Macro themes continue to drive financial markets. Bank of England Governor Andrew Bailey yesterday said that the global growth outlook has 'deteriorated markedly'. The big question for financial markets is whether this deterioration in growth prospects is enough to curtail tightening cycles - especially that of the Fed. Today we see the release of the June FOMC minutes where the Fed hiked 75bp. Expect these minutes to sound hawkish and to emphasize that the Fed is likely to further tighten. Continued Fed tightening amidst a global slowdown remains a very positive environment for the dollar. After this Friday's June nonfarm payroll data, next week's release of June CPI (13th) looks like an enormous event risk for FX & Rates markets. The USD should stay bid and probably edge higher against most majors.
The CAD is back above 1.30 while also extending to a high of 1.3085 yesterday as it follows the dollar-positive/risk-off mood. The currency generally ignored the results of the BoC’s business and consumer surveys and is trading on broader market sentiment. The surveys showed higher expected inflation—two years ahead, businesses see it at 4.5% and households at 5%—that should motivate a 75bps hike from the BoC next week. The hawkish BoC remains an important tailwind for the CAD alongside an economy that appears more resilient than that of other major advanced countries. However, markets will continue to trade cautiously given the macro themes of a deteriorating global economy. Observe the USD/CAD chart.
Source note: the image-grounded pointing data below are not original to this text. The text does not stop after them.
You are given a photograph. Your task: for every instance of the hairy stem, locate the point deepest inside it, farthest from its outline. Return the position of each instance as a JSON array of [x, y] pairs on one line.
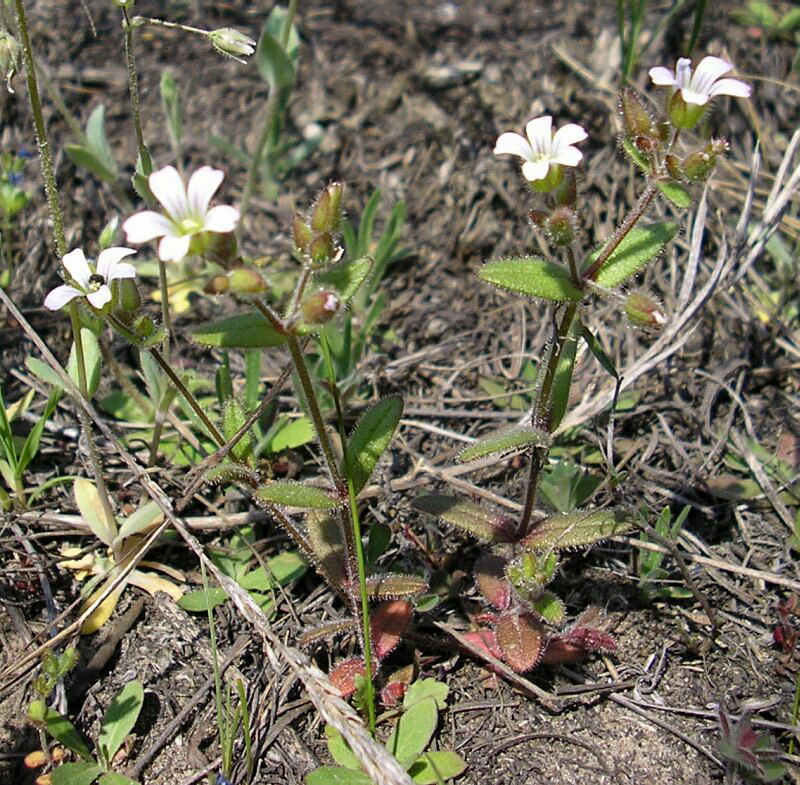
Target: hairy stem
[[622, 230]]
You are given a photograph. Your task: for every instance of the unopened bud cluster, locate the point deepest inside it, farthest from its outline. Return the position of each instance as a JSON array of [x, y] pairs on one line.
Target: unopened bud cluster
[[315, 234]]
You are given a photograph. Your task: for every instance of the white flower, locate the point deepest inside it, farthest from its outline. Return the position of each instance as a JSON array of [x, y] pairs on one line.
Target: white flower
[[93, 284], [543, 149], [187, 212], [704, 84]]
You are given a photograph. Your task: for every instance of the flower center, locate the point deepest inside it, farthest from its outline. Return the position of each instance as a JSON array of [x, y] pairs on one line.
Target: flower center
[[96, 281]]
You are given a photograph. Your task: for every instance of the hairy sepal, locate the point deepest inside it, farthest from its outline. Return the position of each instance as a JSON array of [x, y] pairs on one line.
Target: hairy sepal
[[533, 277], [572, 530], [484, 524], [505, 441]]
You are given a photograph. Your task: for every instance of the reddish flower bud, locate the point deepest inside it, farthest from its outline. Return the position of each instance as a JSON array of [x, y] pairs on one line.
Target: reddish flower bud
[[643, 311], [320, 307], [635, 117]]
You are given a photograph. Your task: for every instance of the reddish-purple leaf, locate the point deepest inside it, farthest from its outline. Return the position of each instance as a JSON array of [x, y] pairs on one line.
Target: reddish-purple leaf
[[520, 637]]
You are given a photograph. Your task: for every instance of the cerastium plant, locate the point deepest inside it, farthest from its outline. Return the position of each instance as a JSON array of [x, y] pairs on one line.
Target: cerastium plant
[[522, 554]]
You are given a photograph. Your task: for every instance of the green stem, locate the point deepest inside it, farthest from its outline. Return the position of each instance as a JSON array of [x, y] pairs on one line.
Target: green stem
[[359, 547], [273, 104], [133, 88], [313, 406], [46, 161], [622, 230]]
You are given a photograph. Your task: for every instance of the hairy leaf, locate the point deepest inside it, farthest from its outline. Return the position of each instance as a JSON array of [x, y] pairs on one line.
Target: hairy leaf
[[295, 494], [533, 277], [246, 331], [504, 441], [520, 636], [484, 524], [640, 246], [371, 437], [578, 528]]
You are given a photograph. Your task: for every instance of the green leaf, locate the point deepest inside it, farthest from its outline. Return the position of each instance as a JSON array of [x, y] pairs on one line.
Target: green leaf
[[340, 750], [505, 440], [119, 719], [274, 63], [437, 766], [533, 277], [113, 778], [295, 494], [82, 773], [414, 731], [336, 775], [287, 434], [562, 380], [484, 524], [84, 158], [426, 688], [572, 530], [63, 731], [202, 600], [371, 437], [246, 331], [640, 246], [345, 277], [676, 193], [91, 362]]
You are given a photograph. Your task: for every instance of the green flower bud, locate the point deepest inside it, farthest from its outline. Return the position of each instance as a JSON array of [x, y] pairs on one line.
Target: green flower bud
[[232, 43], [683, 115], [9, 57], [326, 215], [301, 232], [636, 119], [643, 311], [246, 281], [560, 226], [320, 307]]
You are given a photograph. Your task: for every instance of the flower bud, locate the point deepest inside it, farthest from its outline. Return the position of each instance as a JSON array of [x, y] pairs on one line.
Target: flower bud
[[221, 248], [125, 296], [219, 284], [643, 311], [681, 114], [232, 43], [320, 307], [9, 57], [301, 232], [560, 226], [699, 165], [635, 117], [246, 281], [326, 215]]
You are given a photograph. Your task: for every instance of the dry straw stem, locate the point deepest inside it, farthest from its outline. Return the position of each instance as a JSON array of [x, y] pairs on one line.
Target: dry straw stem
[[376, 760]]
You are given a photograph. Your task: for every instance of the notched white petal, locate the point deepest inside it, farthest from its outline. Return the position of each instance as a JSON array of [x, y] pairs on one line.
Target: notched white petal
[[60, 296]]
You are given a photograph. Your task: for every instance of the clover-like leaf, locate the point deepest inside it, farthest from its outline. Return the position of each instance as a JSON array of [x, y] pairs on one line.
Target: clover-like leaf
[[296, 494], [559, 532], [371, 437], [639, 247], [245, 331], [504, 441], [533, 277], [484, 524]]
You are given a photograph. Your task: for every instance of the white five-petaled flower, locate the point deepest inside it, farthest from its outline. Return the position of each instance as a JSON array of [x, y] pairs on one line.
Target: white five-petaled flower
[[93, 284], [543, 149], [187, 212], [704, 84]]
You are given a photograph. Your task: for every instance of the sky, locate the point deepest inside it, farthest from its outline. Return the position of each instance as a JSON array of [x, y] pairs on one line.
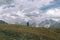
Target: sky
[[13, 11]]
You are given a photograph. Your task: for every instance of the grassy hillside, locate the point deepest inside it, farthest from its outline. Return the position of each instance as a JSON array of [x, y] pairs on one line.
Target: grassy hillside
[[19, 32]]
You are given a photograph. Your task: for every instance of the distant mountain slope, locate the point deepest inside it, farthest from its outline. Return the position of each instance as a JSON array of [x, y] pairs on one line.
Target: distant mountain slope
[[20, 32], [47, 23], [3, 22]]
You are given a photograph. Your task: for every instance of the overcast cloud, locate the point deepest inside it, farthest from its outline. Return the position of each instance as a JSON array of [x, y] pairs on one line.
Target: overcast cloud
[[29, 10]]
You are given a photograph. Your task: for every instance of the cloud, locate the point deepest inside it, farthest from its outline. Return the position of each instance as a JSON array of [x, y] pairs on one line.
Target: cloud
[[22, 10]]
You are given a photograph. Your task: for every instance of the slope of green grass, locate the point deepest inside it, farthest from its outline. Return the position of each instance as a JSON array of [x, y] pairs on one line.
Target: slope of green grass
[[20, 32]]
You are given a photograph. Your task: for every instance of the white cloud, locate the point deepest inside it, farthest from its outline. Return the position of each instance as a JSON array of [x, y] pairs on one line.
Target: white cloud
[[21, 8]]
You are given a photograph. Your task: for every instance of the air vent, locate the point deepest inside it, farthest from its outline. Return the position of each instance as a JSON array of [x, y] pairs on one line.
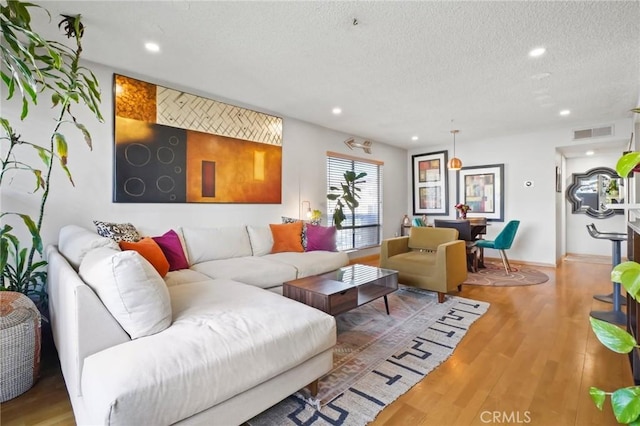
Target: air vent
[[595, 132]]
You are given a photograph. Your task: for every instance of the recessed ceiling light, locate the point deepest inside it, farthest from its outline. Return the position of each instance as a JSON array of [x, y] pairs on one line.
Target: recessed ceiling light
[[538, 51], [152, 47], [540, 76]]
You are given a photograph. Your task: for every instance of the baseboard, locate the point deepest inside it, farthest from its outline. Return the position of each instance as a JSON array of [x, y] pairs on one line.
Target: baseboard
[[374, 260], [589, 258], [520, 262]]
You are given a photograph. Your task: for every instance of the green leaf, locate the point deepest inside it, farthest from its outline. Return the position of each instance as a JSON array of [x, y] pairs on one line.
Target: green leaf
[[612, 336], [627, 163], [39, 179], [626, 404], [85, 132], [628, 274], [44, 155], [598, 396], [62, 149]]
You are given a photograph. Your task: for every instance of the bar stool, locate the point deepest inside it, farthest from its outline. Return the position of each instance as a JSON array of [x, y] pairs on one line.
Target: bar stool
[[615, 316]]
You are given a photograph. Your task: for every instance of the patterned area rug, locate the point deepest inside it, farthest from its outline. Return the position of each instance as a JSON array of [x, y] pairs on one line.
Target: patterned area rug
[[379, 357], [494, 275]]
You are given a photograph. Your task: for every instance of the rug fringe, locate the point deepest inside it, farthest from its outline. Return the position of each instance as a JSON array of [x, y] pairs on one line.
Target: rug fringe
[[313, 403]]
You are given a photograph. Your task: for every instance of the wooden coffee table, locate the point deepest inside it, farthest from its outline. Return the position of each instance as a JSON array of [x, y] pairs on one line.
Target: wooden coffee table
[[343, 289]]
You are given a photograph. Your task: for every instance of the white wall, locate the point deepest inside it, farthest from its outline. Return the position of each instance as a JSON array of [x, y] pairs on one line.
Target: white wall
[[304, 174], [578, 239], [526, 157]]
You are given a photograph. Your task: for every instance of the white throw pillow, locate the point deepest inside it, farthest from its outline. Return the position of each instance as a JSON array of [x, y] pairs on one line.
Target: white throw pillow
[[261, 239], [205, 244], [74, 242], [130, 288]]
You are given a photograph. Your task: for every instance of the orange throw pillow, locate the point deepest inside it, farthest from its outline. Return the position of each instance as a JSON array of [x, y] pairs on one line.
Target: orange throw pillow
[[287, 237], [151, 251]]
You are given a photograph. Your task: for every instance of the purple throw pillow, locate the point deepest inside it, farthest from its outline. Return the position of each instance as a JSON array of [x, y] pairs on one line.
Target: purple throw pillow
[[172, 248], [321, 238]]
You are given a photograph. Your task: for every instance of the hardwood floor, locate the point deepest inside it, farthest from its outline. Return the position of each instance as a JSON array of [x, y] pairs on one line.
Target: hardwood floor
[[530, 360]]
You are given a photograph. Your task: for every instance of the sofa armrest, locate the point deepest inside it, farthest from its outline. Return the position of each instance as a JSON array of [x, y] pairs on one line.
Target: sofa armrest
[[451, 259], [392, 247]]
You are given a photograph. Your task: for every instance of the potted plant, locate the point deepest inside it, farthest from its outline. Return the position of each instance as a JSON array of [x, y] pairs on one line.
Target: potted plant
[[625, 402], [33, 69], [346, 197]]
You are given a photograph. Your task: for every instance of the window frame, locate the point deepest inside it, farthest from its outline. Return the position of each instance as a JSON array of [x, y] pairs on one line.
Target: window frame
[[354, 234]]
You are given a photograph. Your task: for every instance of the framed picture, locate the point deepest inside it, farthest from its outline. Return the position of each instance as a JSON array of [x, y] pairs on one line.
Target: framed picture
[[430, 184], [482, 188]]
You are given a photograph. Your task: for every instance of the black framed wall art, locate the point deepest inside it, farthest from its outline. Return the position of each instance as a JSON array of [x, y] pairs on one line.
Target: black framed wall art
[[482, 189], [430, 184]]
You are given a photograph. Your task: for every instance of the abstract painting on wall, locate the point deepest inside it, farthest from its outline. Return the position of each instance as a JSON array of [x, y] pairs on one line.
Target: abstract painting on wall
[[175, 147]]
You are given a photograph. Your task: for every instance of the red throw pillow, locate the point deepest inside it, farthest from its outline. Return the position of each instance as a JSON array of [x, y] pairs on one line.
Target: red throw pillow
[[151, 251], [287, 237], [172, 248]]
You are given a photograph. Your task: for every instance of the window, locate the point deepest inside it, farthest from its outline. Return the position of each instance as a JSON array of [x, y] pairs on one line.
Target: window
[[363, 228]]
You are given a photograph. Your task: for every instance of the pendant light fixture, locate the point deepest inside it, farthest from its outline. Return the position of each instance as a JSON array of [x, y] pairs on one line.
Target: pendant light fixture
[[455, 163]]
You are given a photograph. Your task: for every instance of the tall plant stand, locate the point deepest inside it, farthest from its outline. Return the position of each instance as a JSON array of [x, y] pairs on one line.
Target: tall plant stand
[[19, 344]]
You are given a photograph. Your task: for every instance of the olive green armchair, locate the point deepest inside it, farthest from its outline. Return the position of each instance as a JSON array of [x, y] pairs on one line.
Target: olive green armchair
[[429, 258]]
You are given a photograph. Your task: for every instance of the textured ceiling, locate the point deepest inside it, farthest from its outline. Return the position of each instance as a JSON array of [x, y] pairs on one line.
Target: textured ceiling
[[406, 68]]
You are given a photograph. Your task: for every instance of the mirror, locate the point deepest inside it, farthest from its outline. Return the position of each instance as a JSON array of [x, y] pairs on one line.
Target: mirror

When it came, the break of EUR/USD to a new cycle low was unexpected. If anything, driving yesterday's market activity was the continued rise in European natural gas prices as Russian supplies decline. Already running at only 40% of capacity, Russia's Nordsteam 1 pipeline will be closed for maintenance 11-21 July and exposes the friction of continuing European dependency on Russian gas. The German Bundesbank estimated that the German economy could take a hit of 5% of GDP in the case of gas being rationed. It feels like we are now not far away from such a scenario. Expect some significant volatility in the weeks ahead with the euro continuing to be exposed to significant downside risk.
The GBP has tended to ignore the indiscretions of Boris Johnson's government - largely because the Conservatives have a large majority. But the resignations of the big-hitters in charge of the Treasury and Health will leave the PM rocking and has hit the GBP hard since the announcements. It is not clear whether the new chancellor, Nadim Zahawi, will represent a shift in economic policy, although he may be tempted to loosen up fiscal policy earlier than expected. A tough summer ahead suggests that the GBP will remain vulnerable to the 1.14/15 area.